Pour stopper le Covid-19, les gestes barrières sont primordiaux. Ainsi, il est impératif de se laver régulièrement les mains, mais surtout de ne pas se toucher le visage. Si nettoyer ses mains de temps à autre avec du savon ou une solution hydro-alcoolique s’avère plutôt simple à faire, s’abstenir de porter ses mains à son visage l’est beaucoup moins. Ce geste inné et inconscient constitue pourtant un facteur potentiel de contagion. Il est donc impératif d’éliminer cette mauvaise habitude par souci de santé.

Dans une journée, une personne touche en moyenne 23 fois son visage, et ce, toutes les heures. Ce chiffre, révélé par une étude en 2015, en dit long sur ce geste quasi ancré dans les habitudes humaines. Si cela ne pose aucun problème en temps normal, c’est loin d’être le cas au vu de l’état d’urgence sanitaire actuel. Pour freiner l’épidémie, il revient donc à chacun de combattre cette manie. Décryptage.

Se toucher le visage : une contamination possible

Porter sa main au niveau de son visage est une expression non verbale commune à tout le monde. En général, ce geste traduit différents sentiments. Il peut entre autres manifester la gêne ressentie, l’ennui, l’anxiété ou encore le stress. Sa fréquence augmente d’autant plus quand une mèche de cheveux tombe devant les yeux, que le nez gratte ou que les yeux piquent. Dans la majorité des cas, ce réflexe, visant à apaiser un sentiment d’inconfort et de démangeaison, se fait de façon automatique et inconsciente. De ce fait, il est particulièrement difficile à éliminer. Pourtant, il est urgent de mettre fin à cette mauvaise habitude, dans la mesure où elle augmente considérablement les risques d’attraper le nouveau virus de la famille des Coronavirus.

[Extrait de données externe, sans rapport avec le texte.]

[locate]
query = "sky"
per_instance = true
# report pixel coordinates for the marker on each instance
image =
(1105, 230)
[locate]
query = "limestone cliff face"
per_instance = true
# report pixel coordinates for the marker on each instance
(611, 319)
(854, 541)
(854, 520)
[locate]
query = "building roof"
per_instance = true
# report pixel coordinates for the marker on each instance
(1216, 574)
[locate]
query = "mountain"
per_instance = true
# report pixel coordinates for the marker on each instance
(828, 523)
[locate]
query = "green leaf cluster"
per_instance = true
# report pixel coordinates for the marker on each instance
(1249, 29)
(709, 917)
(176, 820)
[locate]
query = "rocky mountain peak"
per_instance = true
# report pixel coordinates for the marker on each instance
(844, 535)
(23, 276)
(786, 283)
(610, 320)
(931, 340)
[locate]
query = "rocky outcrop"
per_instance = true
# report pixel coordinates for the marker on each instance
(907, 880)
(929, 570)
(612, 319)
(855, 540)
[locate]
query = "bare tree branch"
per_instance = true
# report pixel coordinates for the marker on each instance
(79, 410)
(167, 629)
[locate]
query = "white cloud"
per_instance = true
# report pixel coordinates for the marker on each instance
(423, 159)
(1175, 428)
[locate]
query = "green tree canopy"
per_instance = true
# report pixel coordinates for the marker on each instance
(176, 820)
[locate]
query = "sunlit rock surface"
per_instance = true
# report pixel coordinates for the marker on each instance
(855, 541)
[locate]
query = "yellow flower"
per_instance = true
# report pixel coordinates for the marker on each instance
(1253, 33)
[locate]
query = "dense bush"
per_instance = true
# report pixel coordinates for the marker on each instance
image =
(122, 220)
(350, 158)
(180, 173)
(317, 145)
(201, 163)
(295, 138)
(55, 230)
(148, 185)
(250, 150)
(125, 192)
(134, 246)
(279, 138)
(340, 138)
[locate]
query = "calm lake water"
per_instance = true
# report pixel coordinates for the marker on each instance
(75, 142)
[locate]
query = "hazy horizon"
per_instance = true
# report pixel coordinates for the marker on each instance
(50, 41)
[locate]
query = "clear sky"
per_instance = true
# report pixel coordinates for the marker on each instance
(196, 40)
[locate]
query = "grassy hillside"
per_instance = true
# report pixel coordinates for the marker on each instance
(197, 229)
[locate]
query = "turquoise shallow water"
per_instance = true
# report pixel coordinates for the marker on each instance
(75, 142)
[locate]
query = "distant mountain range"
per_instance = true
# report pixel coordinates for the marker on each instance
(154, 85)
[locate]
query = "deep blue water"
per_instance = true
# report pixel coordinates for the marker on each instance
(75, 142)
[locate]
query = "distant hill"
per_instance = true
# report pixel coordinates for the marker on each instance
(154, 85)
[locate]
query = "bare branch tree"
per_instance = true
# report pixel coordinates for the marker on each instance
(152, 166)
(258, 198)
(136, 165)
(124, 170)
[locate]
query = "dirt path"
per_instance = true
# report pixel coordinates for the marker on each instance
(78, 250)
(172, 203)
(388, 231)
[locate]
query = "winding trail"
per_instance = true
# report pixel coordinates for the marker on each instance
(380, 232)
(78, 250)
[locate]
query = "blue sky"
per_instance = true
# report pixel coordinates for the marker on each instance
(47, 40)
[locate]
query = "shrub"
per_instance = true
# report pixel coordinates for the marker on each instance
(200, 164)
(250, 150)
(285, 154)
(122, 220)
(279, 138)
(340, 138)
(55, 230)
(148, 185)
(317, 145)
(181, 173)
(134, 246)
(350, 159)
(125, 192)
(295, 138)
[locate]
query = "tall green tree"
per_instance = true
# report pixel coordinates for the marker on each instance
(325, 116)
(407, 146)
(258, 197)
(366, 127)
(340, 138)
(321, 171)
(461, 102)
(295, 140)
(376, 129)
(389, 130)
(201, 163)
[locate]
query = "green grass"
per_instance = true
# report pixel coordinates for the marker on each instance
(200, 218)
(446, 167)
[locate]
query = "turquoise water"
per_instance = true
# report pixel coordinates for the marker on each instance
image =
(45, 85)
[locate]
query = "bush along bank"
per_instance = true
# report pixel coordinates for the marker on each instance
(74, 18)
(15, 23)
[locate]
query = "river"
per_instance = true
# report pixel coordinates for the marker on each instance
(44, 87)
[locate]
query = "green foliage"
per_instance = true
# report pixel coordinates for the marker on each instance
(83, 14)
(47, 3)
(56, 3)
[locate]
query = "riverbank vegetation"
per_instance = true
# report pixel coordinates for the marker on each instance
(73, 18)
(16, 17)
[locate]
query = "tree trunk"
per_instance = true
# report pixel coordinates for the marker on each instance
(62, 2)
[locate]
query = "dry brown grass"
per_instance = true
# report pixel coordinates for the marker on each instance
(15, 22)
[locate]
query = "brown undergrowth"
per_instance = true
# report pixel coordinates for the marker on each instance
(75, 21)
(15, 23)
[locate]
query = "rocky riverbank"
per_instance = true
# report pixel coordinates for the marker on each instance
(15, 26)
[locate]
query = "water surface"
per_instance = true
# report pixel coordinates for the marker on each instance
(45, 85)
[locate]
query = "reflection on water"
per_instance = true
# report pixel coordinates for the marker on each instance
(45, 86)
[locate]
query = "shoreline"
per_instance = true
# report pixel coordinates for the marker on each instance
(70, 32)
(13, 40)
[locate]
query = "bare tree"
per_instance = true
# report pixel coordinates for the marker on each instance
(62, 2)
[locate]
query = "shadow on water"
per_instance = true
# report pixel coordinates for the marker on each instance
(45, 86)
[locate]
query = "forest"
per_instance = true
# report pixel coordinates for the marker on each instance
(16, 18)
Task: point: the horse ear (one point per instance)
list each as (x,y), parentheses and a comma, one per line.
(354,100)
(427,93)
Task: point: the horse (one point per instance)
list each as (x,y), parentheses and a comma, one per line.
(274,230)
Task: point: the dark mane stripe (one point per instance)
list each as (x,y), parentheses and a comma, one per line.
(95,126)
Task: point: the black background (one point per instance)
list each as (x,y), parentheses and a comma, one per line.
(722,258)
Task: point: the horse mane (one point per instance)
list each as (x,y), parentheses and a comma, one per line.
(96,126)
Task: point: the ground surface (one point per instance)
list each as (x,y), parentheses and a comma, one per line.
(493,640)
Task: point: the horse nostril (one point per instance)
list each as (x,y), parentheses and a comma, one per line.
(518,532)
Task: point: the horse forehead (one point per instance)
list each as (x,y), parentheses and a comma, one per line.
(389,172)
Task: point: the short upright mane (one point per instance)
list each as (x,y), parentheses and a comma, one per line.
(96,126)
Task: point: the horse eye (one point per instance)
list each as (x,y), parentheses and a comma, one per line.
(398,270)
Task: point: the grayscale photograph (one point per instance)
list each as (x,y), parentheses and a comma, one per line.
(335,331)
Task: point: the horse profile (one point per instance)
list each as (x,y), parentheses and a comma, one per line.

Première étape : identifier les situations à risque

Venir à bout d’un réflexe primitif qui se manifeste sous le seuil de conscience requiert beaucoup d’effort et d’implication. Il est nécessaire dans un premier temps de prendre conscience des situations qui l’engendrent. Il peut s’agir d’un moment d’angoisse, d’ennui ou de solitude ou d’un simple bâillement. Selon Brian Anderson, expert du comportement, il faut noter la nature de ces moments, avec l’heure exacte et l’activité pratiquée à l’instant “T“ dans un petit carnet. Les sentiments ressentis à ce moment doivent également y être précisés. Le but de cette étape est d’identifier ces moments souvent inconscients afin de les éviter.

Deuxième étape : développer une nouvelle habitude

Une fois les situations qui amènent à se toucher le visage identifiées, la prochaine étape consiste à remplacer ce tic par un autre mouvement. Ainsi, lorsque le besoin habituel de se toucher les yeux, la bouche ou le nez se manifeste, il faut tenter d’occuper ses mains autrement. Il est entre autres possible de s’étirer les bras, de s’asseoir sur ses mains, de serrer les poings…le choix revient à chacun, du moment que le visage est épargné. Autrement, manipuler des objets, comme un stylo ou une balle anti-stress, peut aussi s’avérer efficace dans certains cas. Par ailleurs, chez les femmes, il a été constaté qu’un maquillage qui tient toute la journée les empêche  de se toucher le visage.